Un buen ejemplo de lo anterior es la primera llegada al departamento berlinés de la protagonista, o la omisión de todos los antecedentes que se resumen en la gran crisis de Lydia al dirigir el concierto de la Quinta de Mahler, al que tan rigurosamente se había preparado.
Pero la sobriedad de la forma coincide a veces con lo convencional. La escena en que Lydia discute con un joven aspirante a director en la academia Juilliard es eficaz, como otras muchas en el desarrollo, pero no dejan imágenes ni sensaciones para el recuerdo, a pesar de ser un plano-secuencia.
Su director, Todd Field, está siempre más cercano a la dramaturgia que a la imagen y aprovecha las facilidades del montaje para jugar con el espectador. Pone la cámara en ángulos privilegiados que denotan una omnisciencia en contradicción con las buscadas emociones personales del relato; esto hace que la película parezca inteligente y precisa, pero cinematográficamente no destaque por su audacia u originalidad. Quizás la sensación de exceso de cálculo, presente también en sus anteriores películas –En la habitación (2001) y Secretos íntimos (2006)- aquí esté contrapesada por el fragmento final en Filipinas, que ventila el relato, incluso a costa de jugar al desconcierto.

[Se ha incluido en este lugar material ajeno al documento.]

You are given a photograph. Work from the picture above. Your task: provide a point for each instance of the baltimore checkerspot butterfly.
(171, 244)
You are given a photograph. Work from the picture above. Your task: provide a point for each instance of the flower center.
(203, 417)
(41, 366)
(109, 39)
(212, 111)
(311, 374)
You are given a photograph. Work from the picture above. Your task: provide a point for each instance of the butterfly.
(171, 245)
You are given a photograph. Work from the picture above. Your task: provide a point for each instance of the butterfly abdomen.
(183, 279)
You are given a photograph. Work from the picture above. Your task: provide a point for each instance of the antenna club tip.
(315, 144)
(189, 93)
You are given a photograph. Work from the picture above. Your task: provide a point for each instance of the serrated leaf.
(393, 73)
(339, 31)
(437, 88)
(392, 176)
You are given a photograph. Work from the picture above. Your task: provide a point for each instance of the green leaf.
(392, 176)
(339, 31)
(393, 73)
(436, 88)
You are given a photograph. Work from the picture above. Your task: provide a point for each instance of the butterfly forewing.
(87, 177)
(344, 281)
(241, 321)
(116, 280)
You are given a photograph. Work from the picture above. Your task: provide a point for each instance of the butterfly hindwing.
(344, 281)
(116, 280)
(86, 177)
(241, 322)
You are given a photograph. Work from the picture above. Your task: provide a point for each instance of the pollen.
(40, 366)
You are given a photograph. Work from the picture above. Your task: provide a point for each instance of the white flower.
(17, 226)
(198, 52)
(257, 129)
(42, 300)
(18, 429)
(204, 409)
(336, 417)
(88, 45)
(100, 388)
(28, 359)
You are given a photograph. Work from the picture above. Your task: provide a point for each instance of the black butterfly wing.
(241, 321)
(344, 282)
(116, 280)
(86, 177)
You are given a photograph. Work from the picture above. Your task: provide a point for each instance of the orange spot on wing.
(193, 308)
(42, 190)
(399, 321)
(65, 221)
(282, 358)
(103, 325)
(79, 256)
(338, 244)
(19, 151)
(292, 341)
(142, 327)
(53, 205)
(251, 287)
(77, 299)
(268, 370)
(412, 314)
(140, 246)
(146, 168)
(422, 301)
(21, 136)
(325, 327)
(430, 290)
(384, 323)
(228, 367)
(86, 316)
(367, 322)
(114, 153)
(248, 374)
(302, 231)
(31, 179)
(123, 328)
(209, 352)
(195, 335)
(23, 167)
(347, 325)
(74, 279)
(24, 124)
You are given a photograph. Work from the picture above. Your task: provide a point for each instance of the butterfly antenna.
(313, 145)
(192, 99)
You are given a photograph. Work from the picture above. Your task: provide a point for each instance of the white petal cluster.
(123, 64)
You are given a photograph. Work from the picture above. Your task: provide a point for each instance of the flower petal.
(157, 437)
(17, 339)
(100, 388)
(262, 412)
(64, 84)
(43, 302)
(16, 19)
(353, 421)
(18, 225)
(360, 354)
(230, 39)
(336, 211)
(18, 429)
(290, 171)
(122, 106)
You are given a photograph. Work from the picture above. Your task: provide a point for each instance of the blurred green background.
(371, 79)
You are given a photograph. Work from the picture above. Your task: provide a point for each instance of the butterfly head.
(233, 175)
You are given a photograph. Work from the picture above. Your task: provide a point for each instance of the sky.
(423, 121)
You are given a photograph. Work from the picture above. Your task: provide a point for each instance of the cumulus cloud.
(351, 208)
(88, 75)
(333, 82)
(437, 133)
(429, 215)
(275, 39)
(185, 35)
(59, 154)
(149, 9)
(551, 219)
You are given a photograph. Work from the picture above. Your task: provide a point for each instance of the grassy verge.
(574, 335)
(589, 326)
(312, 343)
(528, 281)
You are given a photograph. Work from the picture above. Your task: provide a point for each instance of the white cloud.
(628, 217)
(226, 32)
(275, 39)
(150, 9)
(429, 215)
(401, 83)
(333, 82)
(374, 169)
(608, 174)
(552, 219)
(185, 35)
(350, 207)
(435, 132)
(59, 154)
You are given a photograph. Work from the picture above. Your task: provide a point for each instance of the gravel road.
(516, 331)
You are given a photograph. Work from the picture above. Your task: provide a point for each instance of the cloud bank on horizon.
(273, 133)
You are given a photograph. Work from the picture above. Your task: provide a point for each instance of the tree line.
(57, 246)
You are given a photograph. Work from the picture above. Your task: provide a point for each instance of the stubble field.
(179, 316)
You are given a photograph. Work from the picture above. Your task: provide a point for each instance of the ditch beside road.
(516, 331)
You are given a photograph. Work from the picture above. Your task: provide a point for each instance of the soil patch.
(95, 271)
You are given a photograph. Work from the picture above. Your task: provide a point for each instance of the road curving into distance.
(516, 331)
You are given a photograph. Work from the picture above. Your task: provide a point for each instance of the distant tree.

Por último hay que mencionar la incuestionable actuación de Cate Blanchett, en un rol cosido a su medida. Virtudes y defectos del personaje se adhieren perfectamente a su expresión corporal, tono de voz y ritmo. Como en otros personajes anteriores (Isabel I, Blue Jasmine, Katharine Hepburn) la arrogancia le queda muy convincente. Casi un autorretrato.
Tár. Director y guionista: Todd Field; Intérpretes: Cate Blanchett, Nina Hoss, Noémie Merlant, Sophie Kauer, Mark Strong; Fotografía: Florian Hoffmeister; Música: Hildur Guŏnadóttir; Producción: Todd Field, Alexandra Milchan, Scott Lambert (EE.UU. Alemania); 158 minutos; 2022.